7 Steps to Effective Delegation

Known for his Dale Carnegie training expertise, Terry Siebert is writing to inspire leaders to reach their greatest potential. Leadership, today more than ever, may mean the difference between closing the doors or opening new markets. Every month, he'll post help with mindset, business tools and more. Read Full Bio

Last month, “Barriers to Effective Delegation” was the topic. Included in those barriers was the fact that some managers do not know how to delegate effectively. Whether through no or poor training, or a mentor who passes on bad habits, managers who do not have the ability to delegate effectively are a negative influence in their organizations.

The late Eldridge Cleaver once said: “Either you are part of the solution or part of the problem; there is no in-between.” These words emphasize how critical this leadership skill of delegation can be!

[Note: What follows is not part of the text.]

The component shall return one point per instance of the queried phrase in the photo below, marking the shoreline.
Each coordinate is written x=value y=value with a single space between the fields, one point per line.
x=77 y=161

A working definition of effective delegation for an individual in a leadership role: “The extension of oneself through another person/group.” When done well, the manager enhances coaching skills, helps others along their career paths, builds a sense of team accountability and, if done very well, finds time to actually address other priorities. At the same time, the individual gets the opportunity to learn and grow, feels he/she is a more critical part of the team, and gains skills that will make him/her more promotable.

Here are seven suggested steps:

  1. Select the Right Person
    In a world that is demanding that we do more, better, faster, and with less resources, some managers often look to the easiest person to dump on, rather than someone who might perceive a project as a growth opportunity. I would agree that it is vital to give the ball to your best person when the heat is on. However, the habit that must be broken is to do this all the time. If this happens, the best person can start to burn-out and other team members might (and often do) get frustrated.

  2. Plan the Delegation
    There was a point in my career when I worked with an organization that was going through serious downsizing. I walked in one Monday and was told in a delegation meeting that one of my fellow managers had been let go. The “Good News” for me was that I still had my job (50-60 hours per week) and I would have the “opportunity” to take on the duties of my departed colleague. In translated language, if I did not take on the additional duties, my option for continued employment would not be there. Looking back, had this meeting been better planned by my boss, it really would have been received in a much better light. Ultimately, the new job duties formed the foundation of a new career. However, at the time, it was a great example of DUMP-ON 101, and felt like it too!

  3. Delegate by Results to be Achieved, Limitations & Performance Standards
    Continuing with the story I started above, these three areas were not very clear in our delegation meeting. In fact, the response to many of my concerns and questions was: “We’ll have to get back to you on that.” If there is a suggestion for anyone who is passing on an assignment to another, be sure these three things are crystal clear in your mind before the delegation meeting. If they are not, be prepared to have your ideas questioned and, in some cases, deflated.

  4. Ask the Person for a Plan of Action
    If the delegator has indeed selected the right person, planned the delegation meeting, and has a very clear view of the assignment, the meeting has a much better chance of going smoothly. And if it does go well, the delagatee should be ready to prepare a plan to make it happen.

  5. Review the Plan and Get Agreement
    Prior to putting the plan into effect, it is critical that both the manager and subordinate have agreed on the process. Failure to do so will result in either botched results or lack of communication, leading to poor results later. This is the step that can make or break a career path. The one thing you want to be sure of in the subordinate role is to be absolutely on the same page as your manager! Failure to do so can be painful for both parties, as well as the organization.

  6. Implement the Plan with Manager Support
    Managerial support is the essence of sound coaching — not doing! It is knowing when to offer help and when to let your team member forge their own path. The necessary attitude for the manager and team member is to allow work to take place in an atmosphere where failure is not the end of a career. People who do make it to the top of their professions have usually made their share of mistakes along the way and have done a great deal of learning from them.

  7. Follow Up
    When the manager follows up in effective delegation, he/she is going right back to the three items mentioned in Number 3 above. Did we hit the results we were striving for? Did we work within the limitations (budget, timelines, etc.) that were agreed upon? Did we meet the performance standards that were established?

In summary, effective delegation is a two-way street. It can be a tremendous growth opportunity if done well!